A cardiology task force is recommending that two tests, CT for coronary artery calcium and ultrasound for carotid intima-media thickness and plaque assessment, be used to screen asymptomatic patients for heart attack risk.
A cardiology task force is recommending that two tests, CT for coronary artery calcium and ultrasound for carotid intima-media thickness and plaque assessment, be used to screen asymptomatic patients for heart attack risk.
The recommendations are part of a new practice guideline for screening subclinical cardiovascular disease in the asymptomatic at-risk population. The guideline was developed by the SHAPE (Screening for Heart Attack Prevention and Education) task force, which is composed of an international contingent of leading cardiologists and researchers. CT and ultrasound were chosen because of their predictive value, availability, reproducibility, complementary value, and cost-effectiveness.
The SHAPE guideline, which appeared in the July 10 issue of the American Journal of Cardiology, calls for screening of all asymptomatic men between 45 and 75 and women between 55 and 75 to assess coronary plaque buildup and carotid wall thickness. An analysis by the SHAPE Task Force estimates that screening this population could prevent more than 90,000 deaths annually while substantially reducing the number of heart attacks and saving up to $21.5 billion in healthcare and related costs.
"Until SHAPE, there had been no national guidelines for screening subclinical coronary heart disease," said Dr. Morteza Naghavi, chairman of the task force. "We encourage hospitals, diagnostic clinics, and physicians to comply with SHAPE standards and provide patients with state-of-the-art preventive care."
Heart attack and stroke account for more death and disability than all cancers combined, according to the task force. And while multiple screening tests are in use to detect subclinical cancers in the breast or colon, for example, the same is not true for subclinical atherosclerosis, which underlies both heart attack and stroke. This void leaves many individuals - even some with severe atherosclerosis - unaware of their risk because they have no symptoms, according to Dr. Daniel Berman, director of cardiac imaging at Cedars-Sinai Medical Center in Los Angeles and a member of the task force.
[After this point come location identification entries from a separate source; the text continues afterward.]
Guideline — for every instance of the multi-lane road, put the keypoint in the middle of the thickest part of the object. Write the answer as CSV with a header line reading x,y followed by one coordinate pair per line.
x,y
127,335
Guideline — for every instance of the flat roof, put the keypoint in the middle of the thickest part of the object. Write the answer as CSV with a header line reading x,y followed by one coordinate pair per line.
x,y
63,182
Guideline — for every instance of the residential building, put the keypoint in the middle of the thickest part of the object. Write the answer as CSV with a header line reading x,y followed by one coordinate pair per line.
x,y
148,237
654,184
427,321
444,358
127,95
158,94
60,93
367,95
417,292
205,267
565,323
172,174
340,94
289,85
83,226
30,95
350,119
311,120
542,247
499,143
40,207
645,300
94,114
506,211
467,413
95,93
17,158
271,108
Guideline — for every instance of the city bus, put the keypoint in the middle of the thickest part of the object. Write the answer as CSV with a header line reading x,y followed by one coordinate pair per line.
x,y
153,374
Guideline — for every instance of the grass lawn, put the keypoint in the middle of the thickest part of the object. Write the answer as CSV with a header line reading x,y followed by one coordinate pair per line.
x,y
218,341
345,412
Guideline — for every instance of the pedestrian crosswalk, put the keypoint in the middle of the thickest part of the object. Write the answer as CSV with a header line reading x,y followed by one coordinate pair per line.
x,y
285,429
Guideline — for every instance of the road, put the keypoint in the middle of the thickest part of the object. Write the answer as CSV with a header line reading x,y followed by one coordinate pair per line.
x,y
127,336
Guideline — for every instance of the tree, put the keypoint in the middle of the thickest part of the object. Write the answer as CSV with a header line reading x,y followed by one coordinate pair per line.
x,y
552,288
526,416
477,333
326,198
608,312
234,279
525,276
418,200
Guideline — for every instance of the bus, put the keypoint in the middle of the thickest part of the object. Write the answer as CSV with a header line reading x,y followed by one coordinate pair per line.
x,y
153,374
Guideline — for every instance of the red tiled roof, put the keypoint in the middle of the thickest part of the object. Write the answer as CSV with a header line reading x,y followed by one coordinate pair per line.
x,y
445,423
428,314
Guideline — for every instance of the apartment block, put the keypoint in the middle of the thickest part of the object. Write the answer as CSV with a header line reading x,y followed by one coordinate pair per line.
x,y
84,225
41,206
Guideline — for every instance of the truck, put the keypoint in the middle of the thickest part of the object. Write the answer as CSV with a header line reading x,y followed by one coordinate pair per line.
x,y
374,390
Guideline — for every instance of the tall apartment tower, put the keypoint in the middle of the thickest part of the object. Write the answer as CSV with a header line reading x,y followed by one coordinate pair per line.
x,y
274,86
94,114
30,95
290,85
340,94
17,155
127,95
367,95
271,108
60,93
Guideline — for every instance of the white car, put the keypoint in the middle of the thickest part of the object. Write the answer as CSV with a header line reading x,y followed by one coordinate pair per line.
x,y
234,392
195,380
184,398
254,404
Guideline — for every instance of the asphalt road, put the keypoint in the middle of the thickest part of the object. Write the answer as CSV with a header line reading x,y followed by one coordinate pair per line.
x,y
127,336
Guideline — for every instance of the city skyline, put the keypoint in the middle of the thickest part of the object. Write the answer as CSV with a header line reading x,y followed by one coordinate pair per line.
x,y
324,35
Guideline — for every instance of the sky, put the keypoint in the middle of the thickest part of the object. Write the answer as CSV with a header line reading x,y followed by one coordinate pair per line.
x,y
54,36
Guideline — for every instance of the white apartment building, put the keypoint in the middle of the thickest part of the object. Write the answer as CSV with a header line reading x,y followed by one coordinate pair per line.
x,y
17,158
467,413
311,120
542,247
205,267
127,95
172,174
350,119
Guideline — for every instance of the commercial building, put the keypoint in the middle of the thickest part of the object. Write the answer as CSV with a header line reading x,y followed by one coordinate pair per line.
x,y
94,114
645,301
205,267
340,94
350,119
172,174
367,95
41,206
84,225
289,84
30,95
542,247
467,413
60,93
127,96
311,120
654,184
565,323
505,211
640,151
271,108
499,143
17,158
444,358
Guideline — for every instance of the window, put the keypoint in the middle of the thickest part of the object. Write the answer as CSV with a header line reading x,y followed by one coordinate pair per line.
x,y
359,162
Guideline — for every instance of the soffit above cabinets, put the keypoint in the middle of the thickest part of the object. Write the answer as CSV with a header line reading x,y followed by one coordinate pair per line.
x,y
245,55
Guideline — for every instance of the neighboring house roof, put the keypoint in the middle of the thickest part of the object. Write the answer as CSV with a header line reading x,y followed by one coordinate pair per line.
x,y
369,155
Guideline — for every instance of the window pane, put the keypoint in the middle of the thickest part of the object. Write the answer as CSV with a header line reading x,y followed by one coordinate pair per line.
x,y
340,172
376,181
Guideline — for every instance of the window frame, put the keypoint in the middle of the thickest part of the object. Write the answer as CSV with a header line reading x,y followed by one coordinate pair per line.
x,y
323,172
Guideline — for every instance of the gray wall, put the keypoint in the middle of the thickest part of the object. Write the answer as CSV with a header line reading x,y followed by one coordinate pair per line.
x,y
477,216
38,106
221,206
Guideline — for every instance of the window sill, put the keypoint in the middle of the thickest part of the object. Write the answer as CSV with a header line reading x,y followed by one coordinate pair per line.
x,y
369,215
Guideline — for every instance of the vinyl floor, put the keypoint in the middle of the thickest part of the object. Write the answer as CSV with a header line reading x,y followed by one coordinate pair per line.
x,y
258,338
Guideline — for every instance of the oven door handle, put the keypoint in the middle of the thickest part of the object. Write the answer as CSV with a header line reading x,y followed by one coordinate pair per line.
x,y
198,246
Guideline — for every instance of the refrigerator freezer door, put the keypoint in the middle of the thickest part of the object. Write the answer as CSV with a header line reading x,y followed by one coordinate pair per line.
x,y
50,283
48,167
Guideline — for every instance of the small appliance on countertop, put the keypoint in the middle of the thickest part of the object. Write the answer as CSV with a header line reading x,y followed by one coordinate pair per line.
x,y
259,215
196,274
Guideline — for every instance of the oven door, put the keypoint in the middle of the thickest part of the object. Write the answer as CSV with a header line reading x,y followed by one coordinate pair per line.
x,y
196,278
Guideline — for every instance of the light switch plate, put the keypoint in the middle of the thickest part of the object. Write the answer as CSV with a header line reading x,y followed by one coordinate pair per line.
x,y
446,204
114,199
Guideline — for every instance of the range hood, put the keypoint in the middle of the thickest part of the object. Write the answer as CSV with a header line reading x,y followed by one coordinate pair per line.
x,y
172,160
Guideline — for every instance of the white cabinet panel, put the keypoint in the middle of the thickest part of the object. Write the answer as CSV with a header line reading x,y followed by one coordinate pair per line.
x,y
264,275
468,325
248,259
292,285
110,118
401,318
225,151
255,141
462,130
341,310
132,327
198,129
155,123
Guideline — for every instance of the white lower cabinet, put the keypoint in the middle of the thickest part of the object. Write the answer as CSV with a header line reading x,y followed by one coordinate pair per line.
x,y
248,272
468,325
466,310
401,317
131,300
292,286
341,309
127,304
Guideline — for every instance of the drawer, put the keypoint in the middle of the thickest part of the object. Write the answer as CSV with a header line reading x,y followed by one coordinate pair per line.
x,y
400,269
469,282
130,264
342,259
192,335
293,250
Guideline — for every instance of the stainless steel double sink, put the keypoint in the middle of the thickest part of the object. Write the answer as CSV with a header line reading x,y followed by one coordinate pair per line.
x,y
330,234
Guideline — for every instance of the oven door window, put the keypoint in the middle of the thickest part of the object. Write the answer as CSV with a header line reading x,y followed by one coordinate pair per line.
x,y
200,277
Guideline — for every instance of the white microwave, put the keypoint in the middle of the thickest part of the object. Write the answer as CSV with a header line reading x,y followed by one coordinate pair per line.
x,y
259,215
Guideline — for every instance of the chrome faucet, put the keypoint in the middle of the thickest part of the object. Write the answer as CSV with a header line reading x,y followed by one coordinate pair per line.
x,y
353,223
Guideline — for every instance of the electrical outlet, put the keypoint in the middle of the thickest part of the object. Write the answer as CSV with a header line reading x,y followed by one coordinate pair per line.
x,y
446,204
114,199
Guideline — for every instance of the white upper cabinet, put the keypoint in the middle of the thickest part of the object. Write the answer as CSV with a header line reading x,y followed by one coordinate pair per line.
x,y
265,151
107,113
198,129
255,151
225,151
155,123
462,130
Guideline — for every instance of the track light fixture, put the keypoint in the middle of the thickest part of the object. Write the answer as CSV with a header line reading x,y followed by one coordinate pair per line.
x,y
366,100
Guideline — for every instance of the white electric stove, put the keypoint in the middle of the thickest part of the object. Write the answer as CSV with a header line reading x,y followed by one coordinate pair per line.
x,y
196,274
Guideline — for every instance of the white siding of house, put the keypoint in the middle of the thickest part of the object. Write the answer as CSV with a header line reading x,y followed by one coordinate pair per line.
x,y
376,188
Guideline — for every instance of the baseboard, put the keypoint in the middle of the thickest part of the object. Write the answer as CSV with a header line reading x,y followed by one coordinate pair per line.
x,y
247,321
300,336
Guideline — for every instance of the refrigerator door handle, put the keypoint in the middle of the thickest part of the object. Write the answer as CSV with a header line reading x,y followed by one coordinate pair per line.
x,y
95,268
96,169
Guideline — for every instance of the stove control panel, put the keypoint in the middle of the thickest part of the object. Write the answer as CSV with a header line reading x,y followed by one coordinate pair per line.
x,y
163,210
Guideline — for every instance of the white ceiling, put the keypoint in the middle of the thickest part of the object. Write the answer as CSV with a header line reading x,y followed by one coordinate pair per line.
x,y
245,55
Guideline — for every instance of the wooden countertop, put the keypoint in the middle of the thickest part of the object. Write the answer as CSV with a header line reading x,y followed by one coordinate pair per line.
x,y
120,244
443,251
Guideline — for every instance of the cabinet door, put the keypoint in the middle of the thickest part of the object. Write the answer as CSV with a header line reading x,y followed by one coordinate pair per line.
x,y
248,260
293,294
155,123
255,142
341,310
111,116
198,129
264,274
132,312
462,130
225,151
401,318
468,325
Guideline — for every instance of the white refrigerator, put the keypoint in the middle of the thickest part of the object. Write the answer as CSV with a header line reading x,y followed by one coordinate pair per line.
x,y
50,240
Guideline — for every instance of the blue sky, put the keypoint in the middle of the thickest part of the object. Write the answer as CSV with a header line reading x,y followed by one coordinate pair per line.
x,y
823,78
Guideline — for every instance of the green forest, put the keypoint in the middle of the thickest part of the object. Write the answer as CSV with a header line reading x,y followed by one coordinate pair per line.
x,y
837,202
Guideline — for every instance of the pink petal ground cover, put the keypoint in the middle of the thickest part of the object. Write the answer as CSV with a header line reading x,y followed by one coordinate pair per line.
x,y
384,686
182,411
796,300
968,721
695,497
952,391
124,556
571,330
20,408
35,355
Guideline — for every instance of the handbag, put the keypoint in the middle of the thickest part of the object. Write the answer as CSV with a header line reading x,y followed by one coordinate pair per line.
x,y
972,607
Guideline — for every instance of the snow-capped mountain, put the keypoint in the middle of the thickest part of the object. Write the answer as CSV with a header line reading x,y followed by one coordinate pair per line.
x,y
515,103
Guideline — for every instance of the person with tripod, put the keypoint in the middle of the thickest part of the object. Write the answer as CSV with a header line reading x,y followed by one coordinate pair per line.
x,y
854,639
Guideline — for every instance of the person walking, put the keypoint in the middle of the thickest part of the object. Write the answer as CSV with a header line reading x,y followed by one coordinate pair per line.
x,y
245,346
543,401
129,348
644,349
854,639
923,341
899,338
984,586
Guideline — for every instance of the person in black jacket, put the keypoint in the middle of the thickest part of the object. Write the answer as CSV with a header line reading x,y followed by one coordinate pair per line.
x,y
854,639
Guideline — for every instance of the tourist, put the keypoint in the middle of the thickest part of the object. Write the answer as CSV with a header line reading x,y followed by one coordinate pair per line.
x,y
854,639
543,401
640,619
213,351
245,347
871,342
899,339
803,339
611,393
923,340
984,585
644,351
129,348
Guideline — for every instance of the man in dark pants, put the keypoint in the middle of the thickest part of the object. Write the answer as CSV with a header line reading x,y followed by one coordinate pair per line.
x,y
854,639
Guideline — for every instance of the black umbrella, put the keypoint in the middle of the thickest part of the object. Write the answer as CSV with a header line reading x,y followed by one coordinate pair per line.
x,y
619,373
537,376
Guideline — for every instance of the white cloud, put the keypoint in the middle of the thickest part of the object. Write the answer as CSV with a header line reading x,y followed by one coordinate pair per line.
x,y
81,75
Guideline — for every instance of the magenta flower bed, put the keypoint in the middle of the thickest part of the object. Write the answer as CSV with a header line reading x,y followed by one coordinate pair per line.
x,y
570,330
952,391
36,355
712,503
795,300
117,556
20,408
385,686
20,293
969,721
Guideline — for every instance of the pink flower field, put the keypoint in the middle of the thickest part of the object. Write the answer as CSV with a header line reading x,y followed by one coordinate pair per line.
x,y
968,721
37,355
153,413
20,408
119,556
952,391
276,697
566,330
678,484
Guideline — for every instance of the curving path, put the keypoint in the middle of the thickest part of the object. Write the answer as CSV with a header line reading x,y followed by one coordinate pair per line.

This year, more than 500,000 Americans will have a first heart attack, and almost all of these are expected to come from the SHAPE-eligible population, he said.
Atherosclerosis underlies nearly all cases of heart attack and most cases of strokes. "Vulnerable patients," individuals with the highest degree of atherosclerotic plaque burden, exhibit no signs of heart disease and are not identified as very high risk by traditional risk factor assessment.
Relying solely on traditional risk factors to identify patients at risk for a heart attack has not been successful, Berman said. To reliably identify individuals at risk of heart attack requires an assessment of the total atherosclerotic plaque volume, structure, and function of their arteries. The means for doing so are detailed in the SHAPE guideline, according to Dr. Erling Falk, a pioneering cardiovascular pathologist from Aarhus University in Denmark who served on the task force.
"With the publication of the SHAPE guideline, we hope to build a new momentum in cardiology that inspires physicians to use modern technologies for the prevention of heart attack, rather than using expensive technologies only to treat heart attack, which is too late and results in too little benefit to the patient," said Dr. P.K. Shah, director of the division of cardiology at Cedars-Sinai and a member of the task force.